Ansonsten meine ich, man sollte seinen gesunden Menschenverstand nicht gänzlich verlieren: Ein Spaziergang in flottem Schritt bringt auch ohne Karbonstecken, spezielle Schlaghosen und umdesignten Laufschuhen einen vergleichbaren Effekt. Die Wirkung des Stockeinsatzes auf den Oberkörper wird bei weitem überschätzt und ist mit dem Vorschub beim Skilanglauf nicht einmal ansatzweise vergleichbar. Nur: Womit soll dann die Fitnessindustrie neue Umsatzpotenziale erschliessen? Spezielles Equipment, Seminare, Special-Interest-Magazine, etc.- das ist der Stoff aus dem Millionenträume gemacht sind. Ist deshalb das nordicfreie Walking nie so recht in Schwung gekommen?

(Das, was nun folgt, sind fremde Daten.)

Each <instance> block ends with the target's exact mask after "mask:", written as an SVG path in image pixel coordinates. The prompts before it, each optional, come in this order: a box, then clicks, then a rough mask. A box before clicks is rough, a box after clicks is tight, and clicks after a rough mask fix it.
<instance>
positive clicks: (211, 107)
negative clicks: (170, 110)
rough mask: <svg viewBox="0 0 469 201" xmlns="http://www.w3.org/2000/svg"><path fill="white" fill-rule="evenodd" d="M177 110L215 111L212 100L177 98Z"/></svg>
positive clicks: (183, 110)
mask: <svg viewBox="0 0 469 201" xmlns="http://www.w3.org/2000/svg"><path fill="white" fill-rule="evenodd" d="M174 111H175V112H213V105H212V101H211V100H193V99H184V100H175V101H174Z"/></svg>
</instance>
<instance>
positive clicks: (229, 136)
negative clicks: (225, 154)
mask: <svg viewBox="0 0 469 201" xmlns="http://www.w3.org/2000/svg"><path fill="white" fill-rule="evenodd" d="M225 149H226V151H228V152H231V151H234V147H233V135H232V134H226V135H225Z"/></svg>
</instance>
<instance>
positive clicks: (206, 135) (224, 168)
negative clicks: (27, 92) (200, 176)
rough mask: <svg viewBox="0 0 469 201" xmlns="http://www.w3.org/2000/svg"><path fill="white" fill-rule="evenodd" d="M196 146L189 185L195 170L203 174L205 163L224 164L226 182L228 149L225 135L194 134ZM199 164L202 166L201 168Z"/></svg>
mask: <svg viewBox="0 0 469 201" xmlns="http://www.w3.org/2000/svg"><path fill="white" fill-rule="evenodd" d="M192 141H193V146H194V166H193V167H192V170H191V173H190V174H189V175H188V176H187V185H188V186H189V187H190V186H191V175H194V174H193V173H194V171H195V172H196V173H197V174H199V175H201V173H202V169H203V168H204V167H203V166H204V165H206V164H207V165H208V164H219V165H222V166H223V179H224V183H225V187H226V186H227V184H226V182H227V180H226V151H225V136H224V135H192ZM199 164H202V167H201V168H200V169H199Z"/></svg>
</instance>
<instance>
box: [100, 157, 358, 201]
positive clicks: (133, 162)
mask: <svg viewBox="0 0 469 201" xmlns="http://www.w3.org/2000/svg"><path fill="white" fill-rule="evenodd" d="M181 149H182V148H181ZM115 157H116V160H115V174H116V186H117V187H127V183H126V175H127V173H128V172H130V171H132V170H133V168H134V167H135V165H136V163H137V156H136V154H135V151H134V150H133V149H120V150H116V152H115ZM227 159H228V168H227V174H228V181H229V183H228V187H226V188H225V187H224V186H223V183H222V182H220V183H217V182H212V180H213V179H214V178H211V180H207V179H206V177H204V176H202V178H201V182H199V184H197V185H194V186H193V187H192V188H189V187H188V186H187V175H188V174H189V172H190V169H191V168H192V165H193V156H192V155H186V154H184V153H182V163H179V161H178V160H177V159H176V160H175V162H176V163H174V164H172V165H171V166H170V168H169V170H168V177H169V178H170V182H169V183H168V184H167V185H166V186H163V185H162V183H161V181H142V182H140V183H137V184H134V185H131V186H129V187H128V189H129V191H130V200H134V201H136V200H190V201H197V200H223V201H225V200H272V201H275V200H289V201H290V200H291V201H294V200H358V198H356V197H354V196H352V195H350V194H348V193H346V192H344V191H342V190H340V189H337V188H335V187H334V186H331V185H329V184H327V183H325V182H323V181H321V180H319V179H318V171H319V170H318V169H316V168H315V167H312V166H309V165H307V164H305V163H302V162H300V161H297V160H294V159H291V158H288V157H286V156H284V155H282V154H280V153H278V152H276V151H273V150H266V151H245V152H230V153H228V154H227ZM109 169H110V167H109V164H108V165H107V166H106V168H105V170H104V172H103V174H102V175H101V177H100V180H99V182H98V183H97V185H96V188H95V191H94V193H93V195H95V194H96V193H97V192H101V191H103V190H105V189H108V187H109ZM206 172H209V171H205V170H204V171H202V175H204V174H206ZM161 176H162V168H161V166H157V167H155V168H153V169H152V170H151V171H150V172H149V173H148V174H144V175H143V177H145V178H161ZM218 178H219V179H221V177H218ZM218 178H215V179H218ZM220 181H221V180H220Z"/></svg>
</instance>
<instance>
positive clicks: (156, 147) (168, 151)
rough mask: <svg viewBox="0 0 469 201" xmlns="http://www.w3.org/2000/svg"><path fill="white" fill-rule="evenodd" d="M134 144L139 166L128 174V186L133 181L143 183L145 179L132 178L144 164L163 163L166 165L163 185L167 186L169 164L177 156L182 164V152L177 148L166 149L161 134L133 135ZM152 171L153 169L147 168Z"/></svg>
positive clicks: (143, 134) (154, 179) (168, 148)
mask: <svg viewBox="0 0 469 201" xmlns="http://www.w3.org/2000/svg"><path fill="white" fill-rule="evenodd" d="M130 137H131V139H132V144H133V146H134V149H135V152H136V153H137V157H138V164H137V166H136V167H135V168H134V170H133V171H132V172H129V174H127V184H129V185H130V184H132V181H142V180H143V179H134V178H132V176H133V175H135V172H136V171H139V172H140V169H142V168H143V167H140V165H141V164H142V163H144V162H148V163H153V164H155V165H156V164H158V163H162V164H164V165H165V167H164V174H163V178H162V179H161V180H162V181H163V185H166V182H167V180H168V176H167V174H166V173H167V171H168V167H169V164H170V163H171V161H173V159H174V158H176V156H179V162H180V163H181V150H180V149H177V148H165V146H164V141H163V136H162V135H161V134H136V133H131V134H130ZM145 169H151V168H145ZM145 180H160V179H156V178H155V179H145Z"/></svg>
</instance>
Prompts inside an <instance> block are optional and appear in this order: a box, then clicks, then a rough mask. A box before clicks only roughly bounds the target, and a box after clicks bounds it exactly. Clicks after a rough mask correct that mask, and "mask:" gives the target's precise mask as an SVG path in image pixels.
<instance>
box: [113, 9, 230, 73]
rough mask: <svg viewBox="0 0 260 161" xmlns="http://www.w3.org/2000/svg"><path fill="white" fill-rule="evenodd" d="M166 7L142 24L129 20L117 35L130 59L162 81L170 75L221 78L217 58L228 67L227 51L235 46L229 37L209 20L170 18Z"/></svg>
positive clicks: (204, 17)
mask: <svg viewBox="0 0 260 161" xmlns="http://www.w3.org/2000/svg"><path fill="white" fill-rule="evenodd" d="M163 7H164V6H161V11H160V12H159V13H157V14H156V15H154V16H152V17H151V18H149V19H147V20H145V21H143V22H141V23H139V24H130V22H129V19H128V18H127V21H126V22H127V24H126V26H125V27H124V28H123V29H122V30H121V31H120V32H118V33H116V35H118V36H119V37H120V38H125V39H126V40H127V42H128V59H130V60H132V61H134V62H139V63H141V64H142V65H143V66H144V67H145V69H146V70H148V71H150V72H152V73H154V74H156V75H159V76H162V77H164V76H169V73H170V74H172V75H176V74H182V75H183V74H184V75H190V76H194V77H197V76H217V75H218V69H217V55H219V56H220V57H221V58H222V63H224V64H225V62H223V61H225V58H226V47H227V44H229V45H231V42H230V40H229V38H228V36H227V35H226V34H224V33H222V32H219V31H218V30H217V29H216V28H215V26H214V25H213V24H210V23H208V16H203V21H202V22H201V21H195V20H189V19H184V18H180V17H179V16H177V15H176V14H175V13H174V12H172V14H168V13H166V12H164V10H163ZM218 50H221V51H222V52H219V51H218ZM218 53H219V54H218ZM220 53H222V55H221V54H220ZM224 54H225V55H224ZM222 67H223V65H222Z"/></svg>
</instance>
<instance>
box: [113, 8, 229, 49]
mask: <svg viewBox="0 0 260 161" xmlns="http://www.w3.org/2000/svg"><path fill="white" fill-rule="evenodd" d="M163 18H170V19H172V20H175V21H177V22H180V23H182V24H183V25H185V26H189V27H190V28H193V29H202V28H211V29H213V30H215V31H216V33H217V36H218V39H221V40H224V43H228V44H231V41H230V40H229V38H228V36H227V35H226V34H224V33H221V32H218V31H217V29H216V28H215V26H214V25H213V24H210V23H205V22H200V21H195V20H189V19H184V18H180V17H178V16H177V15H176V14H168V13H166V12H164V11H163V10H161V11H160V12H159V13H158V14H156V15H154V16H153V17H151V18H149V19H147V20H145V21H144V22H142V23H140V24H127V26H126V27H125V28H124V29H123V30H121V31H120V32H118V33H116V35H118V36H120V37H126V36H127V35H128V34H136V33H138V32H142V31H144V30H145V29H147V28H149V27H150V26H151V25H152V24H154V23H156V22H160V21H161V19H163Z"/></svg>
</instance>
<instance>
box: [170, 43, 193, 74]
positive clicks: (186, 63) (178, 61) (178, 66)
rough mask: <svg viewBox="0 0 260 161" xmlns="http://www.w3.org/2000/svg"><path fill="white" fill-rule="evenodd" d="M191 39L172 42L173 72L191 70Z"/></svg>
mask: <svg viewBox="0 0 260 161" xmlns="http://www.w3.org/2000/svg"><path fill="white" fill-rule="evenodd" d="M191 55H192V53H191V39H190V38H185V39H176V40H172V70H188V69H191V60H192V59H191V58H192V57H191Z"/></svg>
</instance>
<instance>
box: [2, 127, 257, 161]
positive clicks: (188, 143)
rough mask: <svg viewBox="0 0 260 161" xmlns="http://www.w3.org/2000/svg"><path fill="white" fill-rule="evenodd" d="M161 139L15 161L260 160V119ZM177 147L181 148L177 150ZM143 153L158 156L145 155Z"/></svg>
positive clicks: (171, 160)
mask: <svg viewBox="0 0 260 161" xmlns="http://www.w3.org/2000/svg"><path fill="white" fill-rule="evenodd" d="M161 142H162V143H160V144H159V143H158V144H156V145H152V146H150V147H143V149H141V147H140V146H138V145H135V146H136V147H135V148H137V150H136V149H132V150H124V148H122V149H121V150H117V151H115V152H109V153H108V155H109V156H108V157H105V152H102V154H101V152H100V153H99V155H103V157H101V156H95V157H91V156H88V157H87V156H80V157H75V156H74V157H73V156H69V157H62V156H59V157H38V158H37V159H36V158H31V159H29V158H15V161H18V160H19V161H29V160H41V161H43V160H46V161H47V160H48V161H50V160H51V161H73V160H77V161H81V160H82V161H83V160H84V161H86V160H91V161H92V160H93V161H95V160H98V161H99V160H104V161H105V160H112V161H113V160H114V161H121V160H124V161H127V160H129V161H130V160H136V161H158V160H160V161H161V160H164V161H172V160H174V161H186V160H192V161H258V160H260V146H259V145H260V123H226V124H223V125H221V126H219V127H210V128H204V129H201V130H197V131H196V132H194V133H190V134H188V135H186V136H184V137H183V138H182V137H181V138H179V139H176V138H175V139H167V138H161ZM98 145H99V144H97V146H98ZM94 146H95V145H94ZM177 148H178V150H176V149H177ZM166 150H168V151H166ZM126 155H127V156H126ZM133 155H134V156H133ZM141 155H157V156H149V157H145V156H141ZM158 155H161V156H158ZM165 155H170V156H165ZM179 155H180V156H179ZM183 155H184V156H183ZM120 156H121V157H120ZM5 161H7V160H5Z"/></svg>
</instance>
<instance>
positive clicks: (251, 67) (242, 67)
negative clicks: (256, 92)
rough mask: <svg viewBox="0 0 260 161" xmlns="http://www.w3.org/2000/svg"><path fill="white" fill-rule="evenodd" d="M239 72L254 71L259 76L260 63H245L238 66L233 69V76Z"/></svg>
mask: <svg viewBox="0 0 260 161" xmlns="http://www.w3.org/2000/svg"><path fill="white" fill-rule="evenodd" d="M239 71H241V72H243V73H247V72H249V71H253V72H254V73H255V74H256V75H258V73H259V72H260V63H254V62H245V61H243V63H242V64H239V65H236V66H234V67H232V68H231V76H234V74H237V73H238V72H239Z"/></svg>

Halten Sie mich ruhig für intolerant: Für mich sind und bleiben Nordic-Walker (vor allem in Gruppen) eine Landplage die uns ästhetisch, leise und geschmeidig dahingleitenden Läufern die Wege verstopfen und mit dem scharrenden Klack-Klack-Klack ihrer Gehhilfen einer naturgenußbeeinträchtigenden Kakophonie aussetzen.